O combate às candidaturas fraudulentas pode ser realizado em várias frentes. Há três núcleos que entendo por essenciais: a conscientização do eleitorado (e isso implica em investimentos em educação, somados no combate às notícias falsas (fake news); o aumento de fiscalização a respeito dos recursos destinados às campanhas das candidatas e, principalmente, a reserva de assentos. Essa última medida, inclusive, consiste em uma solução honesta e definitiva, que evita a adoção de paliativos, além disso, possibilitaria o aprofundamento da democracia semi representativa, incluindo o Brasil no rol de democracias paritárias, como são os países com maiores índices de IDH e também os considerados como mais evoluídos democraticamente, no mundo.

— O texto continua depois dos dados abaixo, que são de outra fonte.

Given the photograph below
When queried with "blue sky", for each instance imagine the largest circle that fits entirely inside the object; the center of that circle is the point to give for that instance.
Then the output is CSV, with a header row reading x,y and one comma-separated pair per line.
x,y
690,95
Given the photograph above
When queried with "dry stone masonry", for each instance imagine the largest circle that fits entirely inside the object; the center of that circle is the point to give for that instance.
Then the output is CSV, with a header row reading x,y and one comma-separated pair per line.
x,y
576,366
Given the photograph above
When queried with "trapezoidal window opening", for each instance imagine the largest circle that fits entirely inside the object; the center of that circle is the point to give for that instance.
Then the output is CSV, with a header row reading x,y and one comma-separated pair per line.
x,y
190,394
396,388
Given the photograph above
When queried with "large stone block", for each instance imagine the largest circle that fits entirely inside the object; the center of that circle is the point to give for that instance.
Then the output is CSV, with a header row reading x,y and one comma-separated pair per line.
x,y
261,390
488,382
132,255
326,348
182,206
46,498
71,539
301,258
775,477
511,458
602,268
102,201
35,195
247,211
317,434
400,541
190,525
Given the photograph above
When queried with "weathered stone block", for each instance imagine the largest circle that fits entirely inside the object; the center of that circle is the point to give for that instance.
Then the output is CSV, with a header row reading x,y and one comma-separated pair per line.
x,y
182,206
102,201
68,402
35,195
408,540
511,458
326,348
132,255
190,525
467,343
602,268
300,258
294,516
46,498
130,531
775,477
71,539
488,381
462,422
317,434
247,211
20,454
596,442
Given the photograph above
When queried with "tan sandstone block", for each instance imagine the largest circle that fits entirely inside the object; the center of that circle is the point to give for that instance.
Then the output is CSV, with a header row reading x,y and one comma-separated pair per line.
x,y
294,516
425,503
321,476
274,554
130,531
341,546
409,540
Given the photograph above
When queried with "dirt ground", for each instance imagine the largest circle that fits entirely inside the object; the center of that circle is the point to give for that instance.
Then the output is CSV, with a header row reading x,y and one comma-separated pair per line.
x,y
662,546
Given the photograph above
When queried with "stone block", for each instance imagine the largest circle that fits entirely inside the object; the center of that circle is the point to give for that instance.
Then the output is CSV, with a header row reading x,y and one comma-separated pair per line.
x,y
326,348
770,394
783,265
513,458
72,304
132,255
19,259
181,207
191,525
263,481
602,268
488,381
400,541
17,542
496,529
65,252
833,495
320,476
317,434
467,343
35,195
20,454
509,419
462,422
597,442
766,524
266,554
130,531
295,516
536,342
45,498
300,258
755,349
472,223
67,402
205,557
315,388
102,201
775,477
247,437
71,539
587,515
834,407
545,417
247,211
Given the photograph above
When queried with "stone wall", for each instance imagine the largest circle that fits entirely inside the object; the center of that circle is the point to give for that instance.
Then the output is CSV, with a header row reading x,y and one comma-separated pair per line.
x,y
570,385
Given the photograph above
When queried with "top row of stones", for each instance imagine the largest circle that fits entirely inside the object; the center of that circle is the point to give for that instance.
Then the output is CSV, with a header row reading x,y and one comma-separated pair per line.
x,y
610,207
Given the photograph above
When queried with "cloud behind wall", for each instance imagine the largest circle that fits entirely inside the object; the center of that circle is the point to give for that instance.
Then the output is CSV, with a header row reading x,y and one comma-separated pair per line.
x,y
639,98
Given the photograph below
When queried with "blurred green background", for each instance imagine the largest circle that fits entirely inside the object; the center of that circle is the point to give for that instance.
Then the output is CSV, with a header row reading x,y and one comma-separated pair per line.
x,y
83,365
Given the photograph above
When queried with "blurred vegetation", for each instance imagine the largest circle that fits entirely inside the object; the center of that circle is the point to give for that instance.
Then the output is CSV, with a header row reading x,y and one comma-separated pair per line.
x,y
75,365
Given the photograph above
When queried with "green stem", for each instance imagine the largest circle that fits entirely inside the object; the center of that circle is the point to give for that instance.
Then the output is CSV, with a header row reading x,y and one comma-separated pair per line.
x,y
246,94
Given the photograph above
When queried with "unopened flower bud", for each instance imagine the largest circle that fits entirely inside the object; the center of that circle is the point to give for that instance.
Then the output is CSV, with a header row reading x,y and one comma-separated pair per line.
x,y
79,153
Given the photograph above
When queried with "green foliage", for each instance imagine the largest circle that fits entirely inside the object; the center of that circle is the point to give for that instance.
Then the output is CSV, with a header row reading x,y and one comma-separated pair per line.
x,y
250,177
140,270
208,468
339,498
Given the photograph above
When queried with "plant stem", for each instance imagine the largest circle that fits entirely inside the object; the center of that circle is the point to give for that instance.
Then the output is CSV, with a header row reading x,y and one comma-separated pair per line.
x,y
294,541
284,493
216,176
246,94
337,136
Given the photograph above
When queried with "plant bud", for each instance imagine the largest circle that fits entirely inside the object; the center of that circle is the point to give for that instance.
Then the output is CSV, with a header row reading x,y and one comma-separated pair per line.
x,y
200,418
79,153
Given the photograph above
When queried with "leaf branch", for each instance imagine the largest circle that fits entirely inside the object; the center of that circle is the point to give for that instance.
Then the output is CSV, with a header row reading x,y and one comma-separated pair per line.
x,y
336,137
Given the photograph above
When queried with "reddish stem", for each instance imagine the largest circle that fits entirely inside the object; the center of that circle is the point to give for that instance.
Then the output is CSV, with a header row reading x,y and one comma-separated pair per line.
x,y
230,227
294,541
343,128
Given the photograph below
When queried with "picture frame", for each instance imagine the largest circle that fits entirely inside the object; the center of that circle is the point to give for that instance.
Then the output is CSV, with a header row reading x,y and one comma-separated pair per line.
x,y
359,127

No seu livro, “Pequeno Manual das Mulheres no Poder”, você orienta tanto candidatas novatas como experientes a melhor transitar pelo universo da política e do direito eleitoral. Pensando que estamos nos aproximando de mais um período eleitoral, o que você deixaria de dica básica para cada uma delas? O que seria mais determinante observar em cada uma dessas situações?
Enfatizo que nada substitui uma orientação eleitoral especializada e personalizada. Dito isso, é importante que as candidatas, conheçam as regras de propaganda, não tenham vergonha de difundir suas ideias, apliquem com sabedoria seus recursos e, principalmente, formem redes políticas reais e virtuais de apoio.